No formal charges have been made and the minister’s son has been summoned for interrogation, police said.
The incident sparked outrage across the country and put the protest movement back in the spotlight. Demonstrations against controversial changes to agricultural laws pose a rare threat to Prime Minister Narendra Modi and have also received high-profile international support.
Several opposition politicians accused the government of failing to properly investigate the incident, prompting the Supreme Court to open the case.
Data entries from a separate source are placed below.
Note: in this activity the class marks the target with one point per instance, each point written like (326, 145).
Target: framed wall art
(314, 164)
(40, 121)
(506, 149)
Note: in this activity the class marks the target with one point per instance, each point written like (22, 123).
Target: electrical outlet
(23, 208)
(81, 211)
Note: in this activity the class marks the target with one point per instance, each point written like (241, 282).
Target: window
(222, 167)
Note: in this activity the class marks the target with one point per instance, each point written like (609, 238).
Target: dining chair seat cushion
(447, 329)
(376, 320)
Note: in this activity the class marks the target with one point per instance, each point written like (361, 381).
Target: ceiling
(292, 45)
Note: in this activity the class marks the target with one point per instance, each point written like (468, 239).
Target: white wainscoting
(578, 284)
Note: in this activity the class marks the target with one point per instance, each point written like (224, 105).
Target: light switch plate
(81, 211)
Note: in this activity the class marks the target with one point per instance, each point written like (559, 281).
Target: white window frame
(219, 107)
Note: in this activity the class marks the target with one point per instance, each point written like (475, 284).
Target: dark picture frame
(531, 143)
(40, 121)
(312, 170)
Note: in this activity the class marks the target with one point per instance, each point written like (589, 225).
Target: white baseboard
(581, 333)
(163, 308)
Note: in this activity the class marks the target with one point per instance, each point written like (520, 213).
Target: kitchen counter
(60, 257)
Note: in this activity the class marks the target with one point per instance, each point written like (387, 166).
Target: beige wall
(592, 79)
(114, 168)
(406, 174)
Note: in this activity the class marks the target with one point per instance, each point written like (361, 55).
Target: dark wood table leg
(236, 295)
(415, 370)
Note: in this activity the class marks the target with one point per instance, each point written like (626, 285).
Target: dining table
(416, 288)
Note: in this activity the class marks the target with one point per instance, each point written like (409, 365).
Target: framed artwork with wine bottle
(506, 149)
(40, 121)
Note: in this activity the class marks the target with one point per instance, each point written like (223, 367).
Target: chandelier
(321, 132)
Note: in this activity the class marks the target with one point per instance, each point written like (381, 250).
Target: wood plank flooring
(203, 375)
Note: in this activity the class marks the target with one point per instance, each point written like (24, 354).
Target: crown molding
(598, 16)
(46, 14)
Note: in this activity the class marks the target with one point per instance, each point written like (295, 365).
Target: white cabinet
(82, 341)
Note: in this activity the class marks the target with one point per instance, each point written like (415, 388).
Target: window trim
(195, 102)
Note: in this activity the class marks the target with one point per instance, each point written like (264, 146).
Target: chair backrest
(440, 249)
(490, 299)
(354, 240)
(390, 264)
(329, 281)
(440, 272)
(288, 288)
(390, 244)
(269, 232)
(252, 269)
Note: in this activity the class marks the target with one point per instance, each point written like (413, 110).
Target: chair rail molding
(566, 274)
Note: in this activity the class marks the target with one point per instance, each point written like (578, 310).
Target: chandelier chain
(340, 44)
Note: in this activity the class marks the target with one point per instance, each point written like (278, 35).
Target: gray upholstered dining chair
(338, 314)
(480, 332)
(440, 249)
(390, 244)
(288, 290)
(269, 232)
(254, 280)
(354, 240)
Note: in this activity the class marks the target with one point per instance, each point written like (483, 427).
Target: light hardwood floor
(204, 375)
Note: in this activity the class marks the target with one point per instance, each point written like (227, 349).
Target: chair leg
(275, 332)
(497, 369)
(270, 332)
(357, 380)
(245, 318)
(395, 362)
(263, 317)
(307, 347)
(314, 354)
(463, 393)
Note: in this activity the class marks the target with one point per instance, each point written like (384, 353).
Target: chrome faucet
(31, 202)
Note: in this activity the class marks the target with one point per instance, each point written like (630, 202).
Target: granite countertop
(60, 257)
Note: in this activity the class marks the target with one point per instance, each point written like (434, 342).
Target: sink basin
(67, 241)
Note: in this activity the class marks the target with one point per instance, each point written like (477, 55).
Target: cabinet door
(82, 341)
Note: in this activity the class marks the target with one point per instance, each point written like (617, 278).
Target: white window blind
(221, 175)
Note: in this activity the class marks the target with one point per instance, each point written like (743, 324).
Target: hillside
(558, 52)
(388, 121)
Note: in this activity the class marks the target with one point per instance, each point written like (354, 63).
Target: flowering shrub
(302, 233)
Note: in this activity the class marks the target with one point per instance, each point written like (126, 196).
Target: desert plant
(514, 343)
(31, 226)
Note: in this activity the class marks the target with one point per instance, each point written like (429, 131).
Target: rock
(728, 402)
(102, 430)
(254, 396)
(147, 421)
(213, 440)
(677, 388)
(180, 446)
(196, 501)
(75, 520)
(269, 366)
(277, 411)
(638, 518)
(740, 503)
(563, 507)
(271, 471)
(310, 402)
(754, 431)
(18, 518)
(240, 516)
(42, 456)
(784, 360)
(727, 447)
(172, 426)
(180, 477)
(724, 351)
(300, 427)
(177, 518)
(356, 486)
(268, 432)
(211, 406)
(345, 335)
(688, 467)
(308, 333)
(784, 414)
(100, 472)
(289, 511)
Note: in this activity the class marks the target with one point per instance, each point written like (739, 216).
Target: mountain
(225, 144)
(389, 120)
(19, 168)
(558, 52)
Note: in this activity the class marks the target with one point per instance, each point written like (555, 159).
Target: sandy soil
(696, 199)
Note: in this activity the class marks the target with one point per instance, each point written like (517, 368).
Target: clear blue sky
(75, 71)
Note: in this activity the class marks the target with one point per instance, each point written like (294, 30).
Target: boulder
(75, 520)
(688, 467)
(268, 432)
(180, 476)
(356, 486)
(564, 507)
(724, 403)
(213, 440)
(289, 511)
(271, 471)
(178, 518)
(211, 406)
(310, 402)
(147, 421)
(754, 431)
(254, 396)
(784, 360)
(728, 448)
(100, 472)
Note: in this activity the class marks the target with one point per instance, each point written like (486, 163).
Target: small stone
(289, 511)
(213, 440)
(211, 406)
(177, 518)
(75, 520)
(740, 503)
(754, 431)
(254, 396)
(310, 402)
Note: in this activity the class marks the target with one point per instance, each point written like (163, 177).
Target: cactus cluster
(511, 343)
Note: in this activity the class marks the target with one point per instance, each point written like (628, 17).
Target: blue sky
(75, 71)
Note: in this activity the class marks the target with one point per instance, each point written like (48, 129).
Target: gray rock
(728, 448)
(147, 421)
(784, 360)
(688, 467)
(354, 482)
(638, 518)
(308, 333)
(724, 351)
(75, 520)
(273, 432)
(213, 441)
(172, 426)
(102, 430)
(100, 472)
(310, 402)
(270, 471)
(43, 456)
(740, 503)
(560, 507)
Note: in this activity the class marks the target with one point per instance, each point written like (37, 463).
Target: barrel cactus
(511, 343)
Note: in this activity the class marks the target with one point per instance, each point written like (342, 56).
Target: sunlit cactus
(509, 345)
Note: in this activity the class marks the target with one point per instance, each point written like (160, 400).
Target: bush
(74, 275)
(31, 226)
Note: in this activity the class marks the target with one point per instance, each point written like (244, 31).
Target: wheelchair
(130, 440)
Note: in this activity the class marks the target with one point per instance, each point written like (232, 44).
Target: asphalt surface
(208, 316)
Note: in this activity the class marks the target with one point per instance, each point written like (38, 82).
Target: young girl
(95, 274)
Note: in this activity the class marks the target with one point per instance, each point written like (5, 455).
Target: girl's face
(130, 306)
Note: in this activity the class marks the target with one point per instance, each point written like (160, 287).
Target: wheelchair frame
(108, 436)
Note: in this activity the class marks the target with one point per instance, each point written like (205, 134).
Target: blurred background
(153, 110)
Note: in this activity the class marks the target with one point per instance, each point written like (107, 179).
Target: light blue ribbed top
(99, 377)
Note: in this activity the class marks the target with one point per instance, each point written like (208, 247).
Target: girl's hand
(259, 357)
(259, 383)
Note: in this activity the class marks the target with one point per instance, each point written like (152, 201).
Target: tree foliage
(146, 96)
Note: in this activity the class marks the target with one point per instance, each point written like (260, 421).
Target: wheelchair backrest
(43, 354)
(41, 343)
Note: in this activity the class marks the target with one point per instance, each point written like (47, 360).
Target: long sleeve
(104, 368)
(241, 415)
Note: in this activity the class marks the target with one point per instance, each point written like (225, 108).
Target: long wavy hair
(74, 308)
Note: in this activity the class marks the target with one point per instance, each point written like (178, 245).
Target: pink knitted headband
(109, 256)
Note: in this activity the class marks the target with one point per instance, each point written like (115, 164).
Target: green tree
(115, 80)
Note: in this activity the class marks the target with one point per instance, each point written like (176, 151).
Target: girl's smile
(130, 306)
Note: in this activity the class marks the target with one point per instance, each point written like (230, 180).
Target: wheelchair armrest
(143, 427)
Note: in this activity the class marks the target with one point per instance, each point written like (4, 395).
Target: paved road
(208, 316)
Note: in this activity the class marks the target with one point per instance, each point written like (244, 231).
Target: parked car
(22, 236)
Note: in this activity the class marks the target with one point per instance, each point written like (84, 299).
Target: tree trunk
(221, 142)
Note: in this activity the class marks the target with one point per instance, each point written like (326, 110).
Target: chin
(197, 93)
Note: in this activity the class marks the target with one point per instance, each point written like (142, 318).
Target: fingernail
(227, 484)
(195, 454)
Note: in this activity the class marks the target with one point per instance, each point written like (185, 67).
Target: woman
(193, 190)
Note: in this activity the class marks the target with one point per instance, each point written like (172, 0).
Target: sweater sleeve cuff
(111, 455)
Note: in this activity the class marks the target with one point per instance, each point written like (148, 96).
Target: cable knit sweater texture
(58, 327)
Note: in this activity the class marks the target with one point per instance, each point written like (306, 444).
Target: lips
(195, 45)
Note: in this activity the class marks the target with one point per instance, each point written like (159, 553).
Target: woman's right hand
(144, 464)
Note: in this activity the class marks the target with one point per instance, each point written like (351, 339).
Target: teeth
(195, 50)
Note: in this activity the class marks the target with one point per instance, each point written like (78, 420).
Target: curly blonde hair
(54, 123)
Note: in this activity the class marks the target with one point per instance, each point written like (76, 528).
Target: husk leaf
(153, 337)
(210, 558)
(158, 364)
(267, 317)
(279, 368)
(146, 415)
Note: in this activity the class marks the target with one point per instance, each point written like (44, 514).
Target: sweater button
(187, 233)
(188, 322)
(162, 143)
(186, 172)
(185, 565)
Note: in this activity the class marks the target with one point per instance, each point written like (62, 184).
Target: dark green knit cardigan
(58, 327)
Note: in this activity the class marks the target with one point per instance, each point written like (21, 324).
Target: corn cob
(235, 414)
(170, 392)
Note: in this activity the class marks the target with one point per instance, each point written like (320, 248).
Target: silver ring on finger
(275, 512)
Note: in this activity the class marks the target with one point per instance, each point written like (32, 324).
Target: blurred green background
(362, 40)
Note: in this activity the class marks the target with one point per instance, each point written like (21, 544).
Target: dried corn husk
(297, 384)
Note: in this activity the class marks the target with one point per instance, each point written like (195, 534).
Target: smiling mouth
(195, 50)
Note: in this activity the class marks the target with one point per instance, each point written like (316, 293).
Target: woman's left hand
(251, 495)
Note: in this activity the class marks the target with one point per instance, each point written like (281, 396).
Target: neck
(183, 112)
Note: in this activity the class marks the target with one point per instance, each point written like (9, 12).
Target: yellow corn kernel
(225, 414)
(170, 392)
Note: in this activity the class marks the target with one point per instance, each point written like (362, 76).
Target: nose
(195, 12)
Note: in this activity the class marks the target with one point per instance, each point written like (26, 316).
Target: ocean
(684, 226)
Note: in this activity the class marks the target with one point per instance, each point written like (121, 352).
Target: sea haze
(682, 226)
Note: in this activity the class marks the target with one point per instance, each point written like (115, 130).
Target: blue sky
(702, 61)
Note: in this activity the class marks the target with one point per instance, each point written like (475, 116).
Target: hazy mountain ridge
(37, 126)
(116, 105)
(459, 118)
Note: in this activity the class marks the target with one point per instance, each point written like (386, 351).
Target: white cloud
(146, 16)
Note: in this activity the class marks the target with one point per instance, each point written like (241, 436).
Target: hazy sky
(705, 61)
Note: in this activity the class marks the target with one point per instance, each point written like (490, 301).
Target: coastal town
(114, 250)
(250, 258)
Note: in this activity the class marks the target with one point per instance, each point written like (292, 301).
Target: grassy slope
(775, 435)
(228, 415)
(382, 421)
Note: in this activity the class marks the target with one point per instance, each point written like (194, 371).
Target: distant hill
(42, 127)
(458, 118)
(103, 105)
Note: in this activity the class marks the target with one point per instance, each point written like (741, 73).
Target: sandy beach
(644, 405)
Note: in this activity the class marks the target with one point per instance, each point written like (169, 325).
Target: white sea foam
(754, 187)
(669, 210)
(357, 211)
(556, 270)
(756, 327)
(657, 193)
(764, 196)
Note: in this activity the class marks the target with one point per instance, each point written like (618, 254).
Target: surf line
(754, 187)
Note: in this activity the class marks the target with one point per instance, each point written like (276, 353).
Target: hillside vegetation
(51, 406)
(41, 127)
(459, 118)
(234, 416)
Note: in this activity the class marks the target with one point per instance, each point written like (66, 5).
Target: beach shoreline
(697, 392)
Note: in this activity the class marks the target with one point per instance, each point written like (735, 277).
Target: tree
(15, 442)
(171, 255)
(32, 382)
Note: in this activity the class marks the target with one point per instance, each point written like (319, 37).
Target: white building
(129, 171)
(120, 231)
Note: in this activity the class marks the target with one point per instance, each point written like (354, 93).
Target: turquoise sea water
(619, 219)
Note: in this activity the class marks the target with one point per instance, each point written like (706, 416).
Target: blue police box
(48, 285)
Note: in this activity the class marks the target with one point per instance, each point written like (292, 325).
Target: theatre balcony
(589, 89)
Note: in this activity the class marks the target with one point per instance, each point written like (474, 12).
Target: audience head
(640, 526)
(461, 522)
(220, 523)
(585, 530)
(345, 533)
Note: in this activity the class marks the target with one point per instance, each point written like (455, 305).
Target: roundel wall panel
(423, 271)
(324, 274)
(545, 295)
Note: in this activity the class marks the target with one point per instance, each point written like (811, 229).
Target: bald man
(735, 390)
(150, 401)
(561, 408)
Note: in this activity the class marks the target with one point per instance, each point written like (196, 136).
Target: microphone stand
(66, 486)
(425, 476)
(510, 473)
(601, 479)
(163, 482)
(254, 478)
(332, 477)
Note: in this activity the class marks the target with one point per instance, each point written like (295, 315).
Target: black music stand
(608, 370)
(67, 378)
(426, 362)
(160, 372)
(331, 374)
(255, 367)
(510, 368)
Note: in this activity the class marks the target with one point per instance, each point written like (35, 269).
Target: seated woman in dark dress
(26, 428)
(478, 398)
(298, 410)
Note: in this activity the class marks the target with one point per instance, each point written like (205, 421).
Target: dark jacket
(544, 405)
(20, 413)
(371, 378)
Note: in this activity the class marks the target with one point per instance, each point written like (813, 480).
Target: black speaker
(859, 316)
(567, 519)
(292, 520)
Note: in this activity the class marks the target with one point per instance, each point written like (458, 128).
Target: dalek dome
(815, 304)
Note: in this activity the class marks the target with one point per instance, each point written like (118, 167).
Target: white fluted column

During a hearing on Thursday, the court asked the Uttar Pradesh government to provide a status report on the investigation announced earlier that day.
Mishra told local news outlets earlier this week that the vehicle was his but denied that his son was in it.
He said his driver and three members of the ruling Bharatiya Janata Party (BJP) who were in the car were killed by protesters in violence that broke out after the incident, according to The Associated Press.
NBC News contacted Mishra and the police, but they did not respond immediately. NBC News was unable to contact Ashish Mishra.
India’s farmers are demonstrating against three agricultural laws that they say will ruin their livelihoods and make them open to exploitation by large corporations.
The reforms passed in September last year relaxed the rules for selling and pricing products that protected farmers from an unrestricted free market for decades. Modi said the laws were necessary for modernization.
Tens of thousands of farmers camped on the streets of the Indian capital New Delhi for months and blocked main roads and highways in protest. The demonstrations subsided earlier this year as the country suffered a devastating second wave of coronavirus infections.
The Supreme Court suspended the law in January, but farming groups continue to call for the law to be repealed completely.
The protests present a rare challenge to the BJP, which is trying to stay in power in next year’s state elections in Uttar Pradesh, India’s most populous state.
Farmers are the most influential electoral bloc in India and an important part of its economy, so further angering them could cost the BJP a significant number of votes.
After the violence on Sunday, authorities in the region temporarily shut down internet services and banned some politicians from entering the city as tensions ebbed.
Farmers groups said they would step up their protests in response to the deaths.